The Reserve Bank of India (RBI) reported high employee attrition among private sector and small finance banks (SFBs). It has grown by 25%, posing a significant risk to operational activities. 

This increased employee attrition can significantly disrupt customer services, result in a loss of institutional knowledge, and increase recruitment costs. The RBI stressed on several occasions that reducing employee attrition is crucial for private and small finance banks

It said in the report that they can utilise strategies like improved onboarding processes and offer extensive training, career development opportunities, mentorship programmes, and competitive benefits.
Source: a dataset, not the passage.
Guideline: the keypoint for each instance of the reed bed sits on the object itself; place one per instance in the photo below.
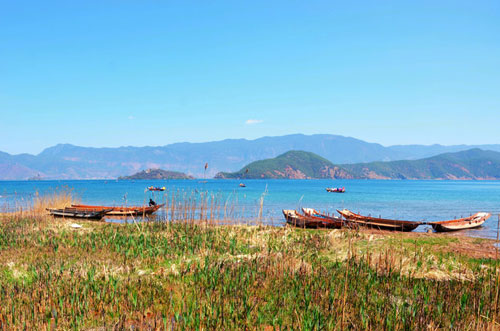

Most importantly, banks should provide a supportive workplace culture to their employees to reduce attrition. 

The RBI has requested supervised entities to comprehensively review their policies and practices on granting loans to identify all the gaps and take appropriate measures to fix them. Supervised entities were especially advised to monitor their gold loan portfolios and ensure proper controls over outsourced activities and third-party service providers. 

The report shared by the RBI said climate change risks are expected to impact the profitability of banks, growth prospects, and inflation dynamics. So, ensuring financial stability and price stability are important. 

Strengthened regulatory and supervisory frameworks are crucial to assess these concerns. For that, financial institutes should utilise better risk management guidelines, disclosure requirements, periodic stress testing, and stipulating reasonable verification and assurance functions, the RBI shared in the report.